As Leaside Life was heading into production we learned of another significant death of a distinguished Leasider – Professor Peter Russell, CC, FRSC, OC.
Leaside Life columnist Allan Williams interviewed Professor Russell following the publication of Canada’s Odyssey: A Country Based on Incomplete Conquests in time for the 150th anniversary of Confederation, in 2018.
“Russell is not only the dean of Canada’s constitutional scholars and a leading authority on the civil and political rights of Indigenous Peoples around the world, but also someone who grew up in Leaside,” wrote Allan.
“Professor Russell was born in 1932, the middle child between older brother Campbell (an Anglican clergyman who died in August, 2017) and younger sister Joan (Knowles).

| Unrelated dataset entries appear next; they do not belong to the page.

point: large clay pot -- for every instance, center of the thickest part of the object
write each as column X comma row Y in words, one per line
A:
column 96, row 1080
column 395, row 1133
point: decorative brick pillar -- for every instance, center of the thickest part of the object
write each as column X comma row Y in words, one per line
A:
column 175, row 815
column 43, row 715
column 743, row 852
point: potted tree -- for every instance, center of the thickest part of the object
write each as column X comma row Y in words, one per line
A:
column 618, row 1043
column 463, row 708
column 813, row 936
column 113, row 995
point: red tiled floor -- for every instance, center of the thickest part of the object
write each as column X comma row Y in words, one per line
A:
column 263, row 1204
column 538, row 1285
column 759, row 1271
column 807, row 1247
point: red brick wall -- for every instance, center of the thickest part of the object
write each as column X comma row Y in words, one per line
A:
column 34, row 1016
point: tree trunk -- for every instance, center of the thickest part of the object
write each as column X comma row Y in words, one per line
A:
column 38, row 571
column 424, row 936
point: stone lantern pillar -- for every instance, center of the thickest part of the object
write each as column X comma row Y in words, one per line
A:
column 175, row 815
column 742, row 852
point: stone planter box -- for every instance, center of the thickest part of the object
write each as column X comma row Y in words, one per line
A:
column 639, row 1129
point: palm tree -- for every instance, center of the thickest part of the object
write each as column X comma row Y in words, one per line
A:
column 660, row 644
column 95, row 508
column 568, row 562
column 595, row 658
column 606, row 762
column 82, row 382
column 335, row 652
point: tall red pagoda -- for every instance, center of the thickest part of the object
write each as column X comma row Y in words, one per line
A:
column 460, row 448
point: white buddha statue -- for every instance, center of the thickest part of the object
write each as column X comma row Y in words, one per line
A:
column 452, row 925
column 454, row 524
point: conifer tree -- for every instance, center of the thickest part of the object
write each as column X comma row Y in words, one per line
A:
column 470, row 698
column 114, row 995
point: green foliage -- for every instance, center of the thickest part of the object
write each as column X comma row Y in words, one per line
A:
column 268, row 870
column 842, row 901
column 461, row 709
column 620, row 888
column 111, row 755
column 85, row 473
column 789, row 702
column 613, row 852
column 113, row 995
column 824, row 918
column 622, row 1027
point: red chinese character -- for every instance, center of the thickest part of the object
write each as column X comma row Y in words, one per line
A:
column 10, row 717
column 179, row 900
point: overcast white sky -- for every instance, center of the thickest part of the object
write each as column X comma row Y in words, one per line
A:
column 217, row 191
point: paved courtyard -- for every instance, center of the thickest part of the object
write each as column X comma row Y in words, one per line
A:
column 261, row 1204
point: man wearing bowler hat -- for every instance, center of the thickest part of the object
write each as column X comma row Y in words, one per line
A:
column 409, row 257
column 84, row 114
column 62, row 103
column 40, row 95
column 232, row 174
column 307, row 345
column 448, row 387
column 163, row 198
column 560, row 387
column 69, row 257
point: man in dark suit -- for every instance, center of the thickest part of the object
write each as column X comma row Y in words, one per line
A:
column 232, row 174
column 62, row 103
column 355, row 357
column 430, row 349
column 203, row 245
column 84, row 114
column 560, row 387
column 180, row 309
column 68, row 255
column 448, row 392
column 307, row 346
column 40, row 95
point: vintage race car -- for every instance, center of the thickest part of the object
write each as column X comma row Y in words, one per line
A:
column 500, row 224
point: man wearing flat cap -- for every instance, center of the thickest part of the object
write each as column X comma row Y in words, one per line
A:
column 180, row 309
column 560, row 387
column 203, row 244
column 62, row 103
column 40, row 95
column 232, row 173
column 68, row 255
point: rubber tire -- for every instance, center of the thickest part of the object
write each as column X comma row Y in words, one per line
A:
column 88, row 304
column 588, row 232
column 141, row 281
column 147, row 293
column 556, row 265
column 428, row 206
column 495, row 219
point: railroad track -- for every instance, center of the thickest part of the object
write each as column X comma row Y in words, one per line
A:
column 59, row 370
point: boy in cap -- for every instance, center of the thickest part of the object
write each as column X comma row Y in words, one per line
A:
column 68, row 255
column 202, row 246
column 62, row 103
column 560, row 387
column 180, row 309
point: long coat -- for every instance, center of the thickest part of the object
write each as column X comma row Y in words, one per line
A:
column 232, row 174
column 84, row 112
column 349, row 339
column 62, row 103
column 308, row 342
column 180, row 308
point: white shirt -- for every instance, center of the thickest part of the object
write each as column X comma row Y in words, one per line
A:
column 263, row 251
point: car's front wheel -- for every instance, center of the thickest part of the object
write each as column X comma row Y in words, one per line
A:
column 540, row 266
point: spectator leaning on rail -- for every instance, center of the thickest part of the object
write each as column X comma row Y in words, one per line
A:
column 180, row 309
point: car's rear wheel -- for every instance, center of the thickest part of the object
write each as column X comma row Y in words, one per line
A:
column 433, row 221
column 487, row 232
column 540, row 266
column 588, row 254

When he was two years old his family moved from Millwood just west of Bayview into Leaside, living successively on Donegall, Parkhurst and Cameron.”
After studying at the University of Toronto and as a Rhodes Scholar at Oxford, he joined U of T’s (then) Department of Political Economy.
“Russell went on to a brilliant 40-year career teaching and writing and, during the prolonged constitutional wrangling of the 1980s and ’90s, was frequently consulted by governments and called upon by media as Canada’s foremost authority on the issues,” Allan wrote. “Once he was invited by CBC to tape a conversation for broadcast on The National with Stephen Harper, who was in Calgary, moderated by Wendy Mesley, who was in Ottawa. Russell was in Toronto. ‘Suddenly there was a glitch and the three of us got talking while the technicians sorted it out. Soon enough we discovered that all three of us had gone to Bessborough!’”
Professor Russell remained active and engaged just into his 90s. As his friend Leasider Elizabeth Trott wrote to us: “…Peter’s final speaking event, which he could not attend, was with a panel presentation at Massey College on January 9, 2024, on the distortion of truth being promoted about Egerton Ryerson and Henry Dundas. …Peter was active until a couple of weeks before he died and had plans to keep fighting for Ryerson’s reputation.”
Professor Peter Russell certainly left his mark.